The Billionaire's Secret Bump
Chapter 80: The shadow of the label
Fiona woke up in the morning with a knot in her stomach so tight it felt physical. She didn’t reach for her coffee; she reached for her belly. Beneath the silk of her nightgown, she felt that rhythmic, tiny flutter a gentle reminder that while her world was fracturing, another was just beginning.
"I’m sorry," she whispered into the empty room, her voice thick with the remnants of sleep and unshed tears. "I’m sorry I put us in this position."
She had officially quit. The bridge wasn’t just burned; it had been detonated with high explosives. The industry grapevine in Aurelia Bay was more of a noose than a vine, and right now, it was tightening around her neck. *Fiona Flare: The Corporate Spy. The Sellout. The Traitor.*
She sat at her marble kitchen island, staring at her laptop.
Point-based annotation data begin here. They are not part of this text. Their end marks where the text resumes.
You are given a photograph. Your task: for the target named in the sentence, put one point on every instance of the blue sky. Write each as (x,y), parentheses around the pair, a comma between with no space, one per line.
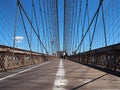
(7,20)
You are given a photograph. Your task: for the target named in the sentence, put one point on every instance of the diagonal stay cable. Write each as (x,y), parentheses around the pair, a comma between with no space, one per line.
(20,5)
(90,25)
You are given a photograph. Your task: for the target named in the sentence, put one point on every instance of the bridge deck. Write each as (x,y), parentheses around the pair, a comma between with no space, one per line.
(58,75)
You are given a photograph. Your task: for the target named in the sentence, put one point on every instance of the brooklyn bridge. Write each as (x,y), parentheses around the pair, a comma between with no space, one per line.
(59,45)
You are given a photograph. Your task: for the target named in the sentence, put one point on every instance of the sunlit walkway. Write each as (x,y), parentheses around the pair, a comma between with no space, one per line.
(58,75)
Every time she refreshed her feed, another "blind item" or "industry update" seemed to hint at the drama at the Spire. They didn’t use her name yet, but they didn’t have to. "A top creative at a leading firm" was enough. The comments sections were a bloodbath.
A soft knock at the door pulled her out of the digital spiral. Her mother, Elara, stepped in, her face etched with that specific brand of maternal worry that usually made Fiona bristle.
Today, it was the only thing keeping her grounded.
"I brought the fruit from the market, and some ginger tea for the morning sickness," Elara said, setting the basket on the counter. She didn’t lead with the scandal. She led with the person. "How did you sleep, my love?"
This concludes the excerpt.